Pension perk DROP will cost taxpayers big money

A long delayed report on a lucrative and controversial pension perk shows it will cost the taxpayers $149 million. Yet the study says this perk is “cost neutral,” meaning over the life of the program, the cost to taxpayers is minimal. KUSI's Steve Bosh reports on the latest pension issues.

This is the pension perk known as the DROP program, or the Deferred Retirement Option Plan. It allows city employees to retire but continue to work for another five years, collecting their salary while their pension checks are put into a special account drawing 5-percent interest.

And in each of those five years, employees can add 3-percent of their salary to the DROP account, and the taxpayers match it.

A recently retired city attorney's regular pension check is $115,000, but that's not all he gets. His DROP account pays him another $114,000. A third benefit gives him $70,000. His total yearly pension is $299,000 per year, and he gets free health care for life.

Of course, not every retiree's benefits are this lucrative, but entering the DROP program allows many to draw more money in retirement than they were paid while working.

Councilmember Carl DeMaio says, “the program needs to be ended. We need to stop this double pension payout program.”

Carl DeMaio has been attempting to roll back pension benefits since taking office. “Double pay for the same job, and somehow government bureaucrats are trying to convince us, ah, it's not that bad, it's technically cost neutral,” said DeMaio.

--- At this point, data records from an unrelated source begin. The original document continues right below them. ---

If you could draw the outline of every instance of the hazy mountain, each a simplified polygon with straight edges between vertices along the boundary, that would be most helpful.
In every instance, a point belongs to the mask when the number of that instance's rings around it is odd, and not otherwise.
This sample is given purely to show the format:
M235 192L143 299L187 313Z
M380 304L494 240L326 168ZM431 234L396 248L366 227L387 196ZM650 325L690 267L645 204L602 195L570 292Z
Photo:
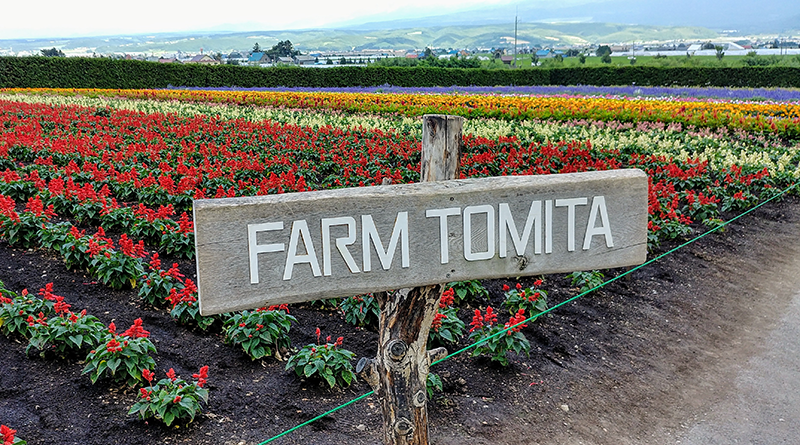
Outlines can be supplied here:
M161 33L64 39L0 40L0 54L38 53L56 47L68 53L196 54L269 48L290 40L304 52L351 49L508 47L514 18L521 45L573 45L632 41L712 40L723 30L743 34L800 34L797 0L526 0L448 14L401 10L326 29L290 31ZM415 17L421 16L421 17ZM233 26L233 25L231 25ZM242 24L236 25L243 26ZM728 33L731 35L731 33ZM734 34L735 35L735 34Z
M541 0L519 1L421 18L337 25L348 29L398 29L431 26L485 25L521 22L607 22L643 26L704 27L742 33L786 33L800 30L796 0Z
M66 53L196 54L234 50L247 51L255 43L270 48L290 40L303 51L349 51L352 49L501 48L513 44L514 25L413 27L405 29L346 29L301 31L253 31L247 33L157 34L68 39L0 40L0 50L38 53L56 47ZM718 34L700 27L629 26L610 23L520 23L521 46L565 46L654 40L711 40Z

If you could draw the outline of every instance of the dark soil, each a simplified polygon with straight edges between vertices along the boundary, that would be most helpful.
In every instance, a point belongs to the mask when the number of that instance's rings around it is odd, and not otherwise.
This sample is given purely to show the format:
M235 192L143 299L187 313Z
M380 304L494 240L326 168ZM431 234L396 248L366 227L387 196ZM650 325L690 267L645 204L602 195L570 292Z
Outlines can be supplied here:
M503 368L462 354L432 368L444 392L428 405L431 443L675 443L693 413L725 394L731 364L758 349L753 333L768 330L800 289L798 270L800 199L793 197L537 320L523 330L530 357L513 356ZM303 381L274 358L252 361L223 343L218 328L178 325L135 291L66 270L52 252L0 243L0 280L32 293L53 282L73 310L123 329L141 317L158 348L159 378L169 368L189 378L210 367L207 409L170 428L127 415L136 391L92 385L80 358L26 356L21 340L0 337L0 422L31 445L258 444L369 391L363 381L346 389ZM486 282L490 301L464 307L462 320L469 323L474 307L500 307L504 283L515 282ZM547 277L543 288L551 305L577 293L563 276ZM314 342L320 327L344 336L358 357L376 353L377 334L333 310L306 305L291 313L293 345ZM273 443L375 444L381 428L369 397Z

The Buck Consultants report costs of $300,000 and concluded that DROP increased the cost to taxpayers by 1.6-percent over its life, and it was agreed anything under 2-percent was deemed cost neutral.

The leader of the city's largest union, Michael Zucchet was quoted as saying, “people who can't accept the report's conclusion still want to argue that DROP is an evil benefit.”

Councilmember DeMaio contends the report used numbers prior to June 2009, and benefits since then have been cut, so the report is based on illusion. “If you actually adjusted to what we've already achieved in reforms for retiree health care and what most of the reform proposals are, you'll find that the costs to DROP go right through the ceiling,” said DeMaio.

This is the third report on DROP. One said it saves the city money, the second said it costs the city money, the third says its cost neutral.

If the report said that DROP was not cost neutral DeMaio says that increase would have to be paid by city employees.